ECLI:NL:RBDHA:2025:17689
Rechtbank Den Haag
- Beschikking
- Rechtspraak.nl
Opvolgende rechterlijke machtiging voor cliënt met neurocognitieve stoornissen
In deze zaak heeft de Rechtbank Den Haag op 17 september 2025 een beschikking gegeven inzake een opvolgende rechterlijke machtiging voor de duur van zes maanden, ten aanzien van een cliënt die lijdt aan uitgebreide neurocognitieve stoornissen bij dementie. Het verzoek tot machtiging werd ingediend door het Centrum Indicatiestelling Zorg (CIZ) en betreft de voortzetting van het verblijf van de cliënt in een accommodatie. De cliënt, geboren in 1950, verblijft momenteel in een zorginstelling en heeft een geschiedenis van verzet tegen zijn verblijf, waarbij hij regelmatig op zoek gaat naar uitgangen en zelfs meerdere keren is weggelopen.
Tijdens de mondelinge behandeling op 17 september 2025 zijn verschillende betrokkenen gehoord, waaronder de cliënt, zijn advocaat, een basisarts en een zorgverlener. De advocaat van de cliënt heeft aangevoerd dat er onduidelijkheid bestaat over de noodzaak van de machtiging en heeft verzocht om afwijzing of aanhouding van het verzoek. De arts en zorgverlener hebben echter benadrukt dat de cliënt vanwege zijn aandoening en het bijbehorende gedrag een rechterlijke machtiging nodig heeft om ernstig nadeel te voorkomen.

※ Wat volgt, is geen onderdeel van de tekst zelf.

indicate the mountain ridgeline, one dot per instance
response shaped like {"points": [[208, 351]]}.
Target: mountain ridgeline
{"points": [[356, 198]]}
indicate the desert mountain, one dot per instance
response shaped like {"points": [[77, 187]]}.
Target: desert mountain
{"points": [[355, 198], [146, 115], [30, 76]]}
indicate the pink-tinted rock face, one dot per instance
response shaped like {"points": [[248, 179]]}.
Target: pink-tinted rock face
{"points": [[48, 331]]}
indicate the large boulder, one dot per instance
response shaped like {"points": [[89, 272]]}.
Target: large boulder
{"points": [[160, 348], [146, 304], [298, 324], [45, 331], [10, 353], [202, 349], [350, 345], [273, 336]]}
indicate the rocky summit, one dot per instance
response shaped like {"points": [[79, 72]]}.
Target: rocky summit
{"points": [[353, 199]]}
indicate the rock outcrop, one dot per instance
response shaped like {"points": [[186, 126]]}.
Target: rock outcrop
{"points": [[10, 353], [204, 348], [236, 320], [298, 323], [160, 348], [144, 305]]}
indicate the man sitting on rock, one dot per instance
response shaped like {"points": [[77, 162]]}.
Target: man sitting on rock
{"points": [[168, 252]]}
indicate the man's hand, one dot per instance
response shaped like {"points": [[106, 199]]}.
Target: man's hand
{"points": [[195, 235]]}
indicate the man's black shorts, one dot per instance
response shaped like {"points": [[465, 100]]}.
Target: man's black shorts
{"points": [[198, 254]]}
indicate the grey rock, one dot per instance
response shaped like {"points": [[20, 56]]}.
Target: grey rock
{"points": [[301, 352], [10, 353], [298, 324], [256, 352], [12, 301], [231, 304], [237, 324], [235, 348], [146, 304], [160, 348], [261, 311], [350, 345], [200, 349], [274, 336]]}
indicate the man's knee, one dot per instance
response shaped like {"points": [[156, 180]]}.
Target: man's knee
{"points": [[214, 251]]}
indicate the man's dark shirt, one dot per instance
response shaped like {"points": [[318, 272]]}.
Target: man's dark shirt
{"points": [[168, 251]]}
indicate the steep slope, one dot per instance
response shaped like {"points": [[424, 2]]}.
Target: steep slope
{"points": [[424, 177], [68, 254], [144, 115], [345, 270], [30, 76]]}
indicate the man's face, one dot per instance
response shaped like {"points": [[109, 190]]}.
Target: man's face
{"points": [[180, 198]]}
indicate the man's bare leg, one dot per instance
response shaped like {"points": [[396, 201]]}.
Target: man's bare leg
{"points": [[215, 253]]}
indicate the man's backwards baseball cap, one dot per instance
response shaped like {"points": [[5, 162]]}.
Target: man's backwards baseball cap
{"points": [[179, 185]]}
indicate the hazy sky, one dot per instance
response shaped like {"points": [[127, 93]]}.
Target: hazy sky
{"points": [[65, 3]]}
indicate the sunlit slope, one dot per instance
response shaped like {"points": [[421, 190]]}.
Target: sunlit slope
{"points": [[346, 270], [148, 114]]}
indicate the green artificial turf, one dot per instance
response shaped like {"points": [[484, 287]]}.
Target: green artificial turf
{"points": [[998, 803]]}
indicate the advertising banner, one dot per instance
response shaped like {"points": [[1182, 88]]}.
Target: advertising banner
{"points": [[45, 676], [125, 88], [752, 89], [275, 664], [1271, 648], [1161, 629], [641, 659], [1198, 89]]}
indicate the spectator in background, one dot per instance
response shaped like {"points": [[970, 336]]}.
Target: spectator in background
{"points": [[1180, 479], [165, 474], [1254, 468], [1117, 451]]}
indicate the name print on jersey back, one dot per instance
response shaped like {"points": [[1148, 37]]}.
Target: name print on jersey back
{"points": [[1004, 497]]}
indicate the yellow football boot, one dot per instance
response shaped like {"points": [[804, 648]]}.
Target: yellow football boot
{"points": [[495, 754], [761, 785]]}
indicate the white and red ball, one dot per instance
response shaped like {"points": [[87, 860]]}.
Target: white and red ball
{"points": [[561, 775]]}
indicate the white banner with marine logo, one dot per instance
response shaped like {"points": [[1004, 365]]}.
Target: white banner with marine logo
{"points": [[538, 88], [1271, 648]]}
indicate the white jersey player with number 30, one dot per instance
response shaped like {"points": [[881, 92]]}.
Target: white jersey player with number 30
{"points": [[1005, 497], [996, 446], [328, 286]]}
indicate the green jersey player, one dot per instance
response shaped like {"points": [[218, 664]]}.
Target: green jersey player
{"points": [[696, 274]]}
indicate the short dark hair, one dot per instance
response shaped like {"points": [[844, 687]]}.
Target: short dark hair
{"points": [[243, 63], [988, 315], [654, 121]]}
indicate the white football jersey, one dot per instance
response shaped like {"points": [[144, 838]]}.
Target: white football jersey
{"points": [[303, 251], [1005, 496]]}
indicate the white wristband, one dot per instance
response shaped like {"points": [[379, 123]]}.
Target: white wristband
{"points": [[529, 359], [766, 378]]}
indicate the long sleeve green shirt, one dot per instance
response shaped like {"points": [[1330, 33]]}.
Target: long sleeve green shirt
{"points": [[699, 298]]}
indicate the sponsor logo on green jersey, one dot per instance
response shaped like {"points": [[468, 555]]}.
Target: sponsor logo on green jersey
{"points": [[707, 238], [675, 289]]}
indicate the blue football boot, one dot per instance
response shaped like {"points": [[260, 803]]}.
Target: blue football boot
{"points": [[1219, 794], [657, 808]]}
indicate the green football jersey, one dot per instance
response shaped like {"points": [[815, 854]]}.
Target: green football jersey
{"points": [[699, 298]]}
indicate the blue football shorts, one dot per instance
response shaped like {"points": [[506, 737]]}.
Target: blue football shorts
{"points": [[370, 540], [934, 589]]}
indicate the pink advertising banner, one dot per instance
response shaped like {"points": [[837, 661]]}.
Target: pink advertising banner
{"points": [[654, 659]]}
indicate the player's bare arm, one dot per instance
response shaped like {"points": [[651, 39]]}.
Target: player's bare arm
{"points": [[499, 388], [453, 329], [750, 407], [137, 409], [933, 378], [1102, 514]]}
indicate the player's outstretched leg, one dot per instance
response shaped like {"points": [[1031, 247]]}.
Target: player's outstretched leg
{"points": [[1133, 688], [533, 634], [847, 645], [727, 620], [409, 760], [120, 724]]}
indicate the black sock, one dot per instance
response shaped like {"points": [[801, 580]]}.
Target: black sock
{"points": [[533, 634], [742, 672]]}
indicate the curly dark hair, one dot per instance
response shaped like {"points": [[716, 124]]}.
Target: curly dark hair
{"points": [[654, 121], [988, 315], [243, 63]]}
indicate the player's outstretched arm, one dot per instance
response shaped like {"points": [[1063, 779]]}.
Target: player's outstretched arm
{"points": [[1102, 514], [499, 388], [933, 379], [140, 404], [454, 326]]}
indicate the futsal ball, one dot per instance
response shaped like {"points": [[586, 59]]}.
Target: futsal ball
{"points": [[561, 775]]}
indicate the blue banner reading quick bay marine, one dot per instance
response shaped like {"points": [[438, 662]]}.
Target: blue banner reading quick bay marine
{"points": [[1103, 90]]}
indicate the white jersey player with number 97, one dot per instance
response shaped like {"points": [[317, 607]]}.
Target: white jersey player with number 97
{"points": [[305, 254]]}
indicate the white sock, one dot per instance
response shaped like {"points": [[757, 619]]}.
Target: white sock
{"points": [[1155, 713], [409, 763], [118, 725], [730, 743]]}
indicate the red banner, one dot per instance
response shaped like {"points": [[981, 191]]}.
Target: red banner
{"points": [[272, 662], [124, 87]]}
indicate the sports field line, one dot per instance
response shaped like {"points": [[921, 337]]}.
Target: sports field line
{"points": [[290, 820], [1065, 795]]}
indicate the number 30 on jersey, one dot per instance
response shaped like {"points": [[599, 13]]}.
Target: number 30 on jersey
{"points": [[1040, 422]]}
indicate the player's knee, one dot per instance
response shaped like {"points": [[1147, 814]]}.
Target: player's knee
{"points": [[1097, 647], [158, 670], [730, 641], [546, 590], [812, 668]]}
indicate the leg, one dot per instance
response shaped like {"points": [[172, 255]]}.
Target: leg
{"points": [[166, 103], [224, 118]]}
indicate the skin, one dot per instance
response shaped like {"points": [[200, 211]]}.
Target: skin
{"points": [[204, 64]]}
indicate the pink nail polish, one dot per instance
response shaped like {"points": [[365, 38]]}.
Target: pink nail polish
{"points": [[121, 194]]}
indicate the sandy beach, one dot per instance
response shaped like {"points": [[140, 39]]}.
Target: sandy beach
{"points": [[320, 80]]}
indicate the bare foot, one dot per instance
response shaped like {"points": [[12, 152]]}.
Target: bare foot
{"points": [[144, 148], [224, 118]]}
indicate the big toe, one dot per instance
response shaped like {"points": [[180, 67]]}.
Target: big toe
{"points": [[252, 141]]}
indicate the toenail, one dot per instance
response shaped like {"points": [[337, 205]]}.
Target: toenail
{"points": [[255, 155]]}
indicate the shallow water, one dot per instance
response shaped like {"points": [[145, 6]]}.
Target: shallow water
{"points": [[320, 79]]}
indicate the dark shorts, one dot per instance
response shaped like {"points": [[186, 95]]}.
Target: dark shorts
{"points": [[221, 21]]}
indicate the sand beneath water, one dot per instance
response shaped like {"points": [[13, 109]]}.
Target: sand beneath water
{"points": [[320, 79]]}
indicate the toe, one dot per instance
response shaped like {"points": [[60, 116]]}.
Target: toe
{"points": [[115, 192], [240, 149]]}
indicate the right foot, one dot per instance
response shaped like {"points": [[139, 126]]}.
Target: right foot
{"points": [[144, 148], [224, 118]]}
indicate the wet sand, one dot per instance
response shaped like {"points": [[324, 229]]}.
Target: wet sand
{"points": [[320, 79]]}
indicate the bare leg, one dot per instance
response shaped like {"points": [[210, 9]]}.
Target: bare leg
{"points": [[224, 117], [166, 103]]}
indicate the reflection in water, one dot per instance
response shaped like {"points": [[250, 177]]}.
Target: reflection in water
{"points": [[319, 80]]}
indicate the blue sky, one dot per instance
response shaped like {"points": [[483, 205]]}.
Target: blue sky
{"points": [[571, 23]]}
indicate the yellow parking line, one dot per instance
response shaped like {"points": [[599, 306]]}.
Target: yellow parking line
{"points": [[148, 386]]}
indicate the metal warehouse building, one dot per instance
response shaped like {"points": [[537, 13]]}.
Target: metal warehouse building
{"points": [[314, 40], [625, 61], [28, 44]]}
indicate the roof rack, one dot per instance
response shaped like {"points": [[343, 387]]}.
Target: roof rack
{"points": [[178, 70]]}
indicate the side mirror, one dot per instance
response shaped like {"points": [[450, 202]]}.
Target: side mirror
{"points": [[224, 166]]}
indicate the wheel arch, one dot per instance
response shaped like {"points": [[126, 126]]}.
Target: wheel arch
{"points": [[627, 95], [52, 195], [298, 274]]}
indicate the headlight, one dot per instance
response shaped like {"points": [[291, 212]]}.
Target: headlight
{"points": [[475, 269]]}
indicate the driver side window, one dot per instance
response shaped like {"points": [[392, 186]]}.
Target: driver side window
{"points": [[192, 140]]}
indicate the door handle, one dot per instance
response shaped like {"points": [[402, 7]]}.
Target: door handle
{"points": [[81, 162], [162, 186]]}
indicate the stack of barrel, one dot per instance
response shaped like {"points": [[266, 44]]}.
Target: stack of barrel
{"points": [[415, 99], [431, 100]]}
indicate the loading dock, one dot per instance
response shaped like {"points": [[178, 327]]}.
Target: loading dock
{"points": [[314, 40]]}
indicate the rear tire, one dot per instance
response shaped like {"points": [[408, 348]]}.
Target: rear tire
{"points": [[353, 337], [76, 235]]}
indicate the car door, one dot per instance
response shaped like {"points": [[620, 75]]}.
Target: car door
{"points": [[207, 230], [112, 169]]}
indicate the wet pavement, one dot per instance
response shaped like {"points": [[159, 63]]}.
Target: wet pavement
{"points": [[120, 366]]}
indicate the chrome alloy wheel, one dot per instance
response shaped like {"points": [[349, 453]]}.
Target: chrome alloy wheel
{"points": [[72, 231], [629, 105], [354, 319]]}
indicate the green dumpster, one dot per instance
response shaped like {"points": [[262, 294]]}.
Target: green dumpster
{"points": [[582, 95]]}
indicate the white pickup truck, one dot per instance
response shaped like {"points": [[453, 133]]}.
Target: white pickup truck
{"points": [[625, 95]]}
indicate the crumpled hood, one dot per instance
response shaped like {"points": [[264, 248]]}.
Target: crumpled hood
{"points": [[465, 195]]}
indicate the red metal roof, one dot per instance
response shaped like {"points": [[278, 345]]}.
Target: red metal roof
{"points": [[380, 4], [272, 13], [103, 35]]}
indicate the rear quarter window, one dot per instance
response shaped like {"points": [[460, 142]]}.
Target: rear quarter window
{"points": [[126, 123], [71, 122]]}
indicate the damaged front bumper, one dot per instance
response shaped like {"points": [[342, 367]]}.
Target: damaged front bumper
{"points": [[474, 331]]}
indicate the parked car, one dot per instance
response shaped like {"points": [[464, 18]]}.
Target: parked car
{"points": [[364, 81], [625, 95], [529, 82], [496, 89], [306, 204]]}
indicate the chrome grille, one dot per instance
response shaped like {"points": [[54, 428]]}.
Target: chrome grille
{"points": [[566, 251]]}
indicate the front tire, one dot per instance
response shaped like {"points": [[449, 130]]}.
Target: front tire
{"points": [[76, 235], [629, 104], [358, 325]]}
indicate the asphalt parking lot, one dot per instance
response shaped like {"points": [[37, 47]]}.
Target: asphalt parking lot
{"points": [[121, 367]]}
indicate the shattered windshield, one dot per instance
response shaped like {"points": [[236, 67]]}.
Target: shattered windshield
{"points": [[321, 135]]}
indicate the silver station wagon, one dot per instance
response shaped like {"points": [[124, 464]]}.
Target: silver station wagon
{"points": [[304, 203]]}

De rechtbank heeft vastgesteld dat de cliënt lijdt aan een psychogeriatrische aandoening die leidt tot ernstig lichamelijk letsel, psychische schade en maatschappelijke teloorgang. Gezien de ernst van de situatie en het verzet van de cliënt tegen zijn verblijf, heeft de rechtbank besloten om de machtiging voor een kortere periode van zes maanden toe te wijzen, in plaats van de gevraagde twee jaar. De beschikking is gegeven door mr. J.T.W. van Ravenstein, rechter, en is uitgesproken ter openbare zitting.